Make-believe it may be, but the technical challenges are all too real. The sound system for 14-18 has to travel seamlessly back and forth with the audience. The lighting had to suggest everything from a jaunty village wedding scene to the jaw-dropping moment when a set of floodgates open and a tsunami of rippling "water" flows across the floor towards our seats. (It's an illusion, but it's all I can do not to snatch up my feet.)
For the cast – the cream of Belgium's young singer-actors – what has been the biggest difficulty of playing in a production on this scale? "Techniek," says Free Soffriau, with a rueful shake of her red head. "It was a bit difficult in the beginning . . . We all, all the actors, have our own track to move along, and you have to follow it exactly. You don't mess with it – or the tower will kill you."

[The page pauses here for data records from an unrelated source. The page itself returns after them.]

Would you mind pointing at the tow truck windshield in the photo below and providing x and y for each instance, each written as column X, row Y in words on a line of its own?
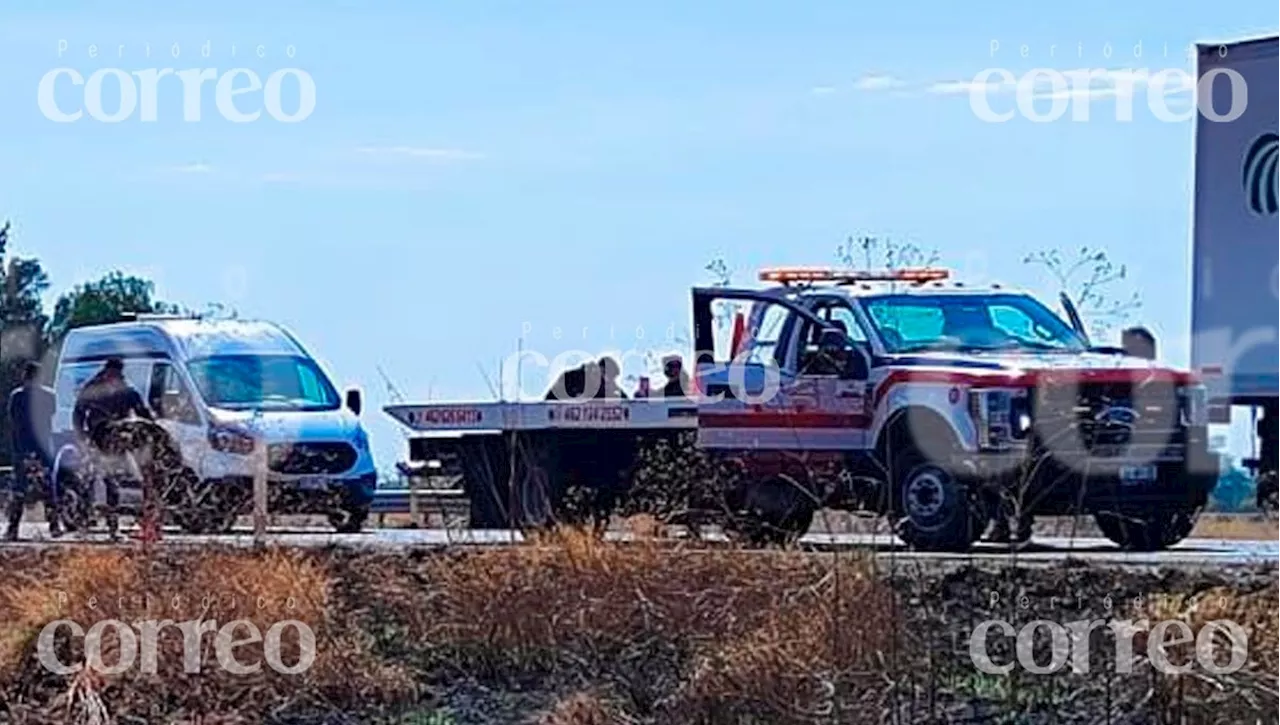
column 969, row 323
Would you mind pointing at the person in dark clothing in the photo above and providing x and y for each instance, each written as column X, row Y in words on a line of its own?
column 592, row 381
column 31, row 411
column 677, row 379
column 106, row 399
column 1139, row 342
column 609, row 387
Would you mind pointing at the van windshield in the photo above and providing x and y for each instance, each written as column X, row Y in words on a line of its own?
column 278, row 382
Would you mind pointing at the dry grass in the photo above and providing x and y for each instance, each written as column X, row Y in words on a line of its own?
column 568, row 630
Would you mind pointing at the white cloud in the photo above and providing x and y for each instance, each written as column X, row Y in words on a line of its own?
column 421, row 153
column 877, row 82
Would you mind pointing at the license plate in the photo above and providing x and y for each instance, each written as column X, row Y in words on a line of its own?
column 314, row 483
column 1134, row 474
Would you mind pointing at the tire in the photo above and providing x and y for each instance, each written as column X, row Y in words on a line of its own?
column 1148, row 530
column 348, row 520
column 74, row 505
column 933, row 509
column 772, row 511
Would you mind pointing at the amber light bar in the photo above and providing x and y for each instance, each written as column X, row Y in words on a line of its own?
column 787, row 274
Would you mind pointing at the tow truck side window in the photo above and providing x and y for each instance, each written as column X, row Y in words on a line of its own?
column 842, row 315
column 908, row 324
column 764, row 349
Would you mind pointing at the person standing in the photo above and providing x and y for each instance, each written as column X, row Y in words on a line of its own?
column 108, row 399
column 31, row 411
column 677, row 379
column 1139, row 342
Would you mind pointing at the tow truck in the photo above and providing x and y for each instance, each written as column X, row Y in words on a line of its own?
column 1235, row 259
column 895, row 392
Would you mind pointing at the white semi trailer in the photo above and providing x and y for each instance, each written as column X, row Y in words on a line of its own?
column 1235, row 229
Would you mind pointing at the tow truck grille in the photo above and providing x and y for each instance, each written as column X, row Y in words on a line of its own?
column 311, row 459
column 1109, row 419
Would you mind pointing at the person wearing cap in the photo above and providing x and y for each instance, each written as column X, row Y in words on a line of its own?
column 31, row 410
column 677, row 381
column 106, row 397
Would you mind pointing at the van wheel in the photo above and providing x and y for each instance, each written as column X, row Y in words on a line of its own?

We laugh. But she’s not joking. Each piece of scenery, controlled wirelessly by a kind of automated GPS system, moves autonomously along tracks at either side of the stage, an area known to cast and crew as Death Alley. It has implications for the audience, too. It means that once you get into your seat, that’s where you stay. There’s no interval – too emotionally disruptive, decided Frank Van Laecke, the show’s director – and there are no toilet breaks. Queue for the loo before the show starts, or you’ll live to regret it. And too bad if you’ve overindulged in Belgian craft beer at the foyer restaurant earlier in the evening.
None of these strictures appears to bother the capacity audience, which is on its feet for a standing ovation at the end of the night. What's the world's largest theatre show like? I see it in Flemish – and it is still spellbinding. Having seen the fabulous War Horse in Dublin a few days earlier, I don't expect to be blown away again. But I am.

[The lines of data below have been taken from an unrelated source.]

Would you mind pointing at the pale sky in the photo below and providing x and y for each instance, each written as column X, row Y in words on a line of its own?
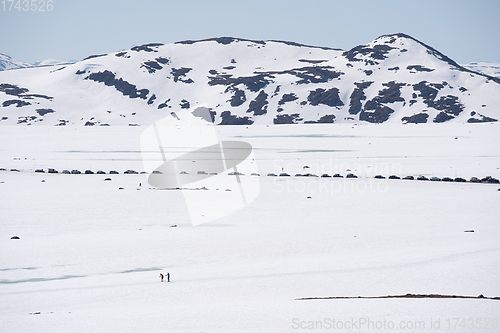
column 464, row 30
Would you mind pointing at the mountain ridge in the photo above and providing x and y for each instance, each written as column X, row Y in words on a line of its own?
column 394, row 78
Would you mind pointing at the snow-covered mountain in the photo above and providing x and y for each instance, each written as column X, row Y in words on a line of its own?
column 395, row 78
column 6, row 62
column 487, row 68
column 51, row 62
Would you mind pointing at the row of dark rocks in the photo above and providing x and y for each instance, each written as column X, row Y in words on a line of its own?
column 78, row 172
column 487, row 179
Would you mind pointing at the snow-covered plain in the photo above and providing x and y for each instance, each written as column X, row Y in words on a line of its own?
column 89, row 255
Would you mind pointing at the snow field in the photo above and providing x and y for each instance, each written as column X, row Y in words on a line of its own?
column 90, row 254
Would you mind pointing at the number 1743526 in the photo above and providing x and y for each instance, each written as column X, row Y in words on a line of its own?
column 27, row 5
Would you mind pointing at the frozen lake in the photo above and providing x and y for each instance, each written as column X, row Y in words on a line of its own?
column 90, row 254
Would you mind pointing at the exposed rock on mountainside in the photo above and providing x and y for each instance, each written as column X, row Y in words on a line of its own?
column 395, row 78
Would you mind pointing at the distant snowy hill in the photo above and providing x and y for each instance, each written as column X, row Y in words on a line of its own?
column 6, row 62
column 52, row 62
column 485, row 68
column 395, row 79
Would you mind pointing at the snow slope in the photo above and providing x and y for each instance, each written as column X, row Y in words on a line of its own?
column 6, row 62
column 487, row 68
column 89, row 254
column 395, row 79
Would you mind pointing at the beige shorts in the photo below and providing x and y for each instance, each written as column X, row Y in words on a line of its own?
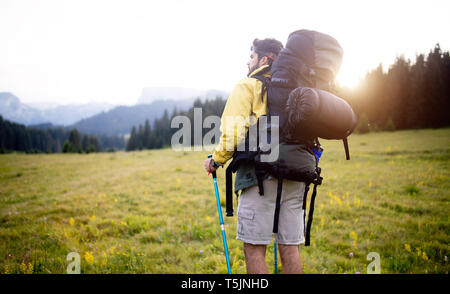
column 256, row 214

The big battle scenes of 14-18 alternate with conversational vignettes to ensure that there's never a dull moment. Dirk Brossé's score shifts easily from symphonic vastness to well-crafted pop melodies; small wonder that he was nominated for an Emmy for his score for the BBC series Parade's End, with Benedict Cumberbatch.
Cheese alert
Certainly there are moments – when Jan, played by Jelle Cleymans, sneaks across the devastated landscape to meet his three-year-old son for the first time, for instance, or when a German soldier holds out a hand to shake that of his opponent while a voice sings
Silent Night
and snow begins to fall – when you know you ought to be on high cheese alert. Except that you’re too busy rooting around for a tissue. And the end – no spoilers, but this is the first World War, so don’t expect happy ever after – has dignity and beauty.
The English actors Danny Whitehead and Kayleigh McKnight are being trained to play Jan and Anna in an English-language performance on June 15th. If it’s a success there will be more, making the piece accessible to a new audience.
If ticket sales hold steady over the next 11 months Studio 100 will make its money back. But the project is not, Tijl Dauwe says, just about money. “There’s a fine line between the integrity of the show and commercial considerations,” he says. “But the respect is important. It’s the most important thing.”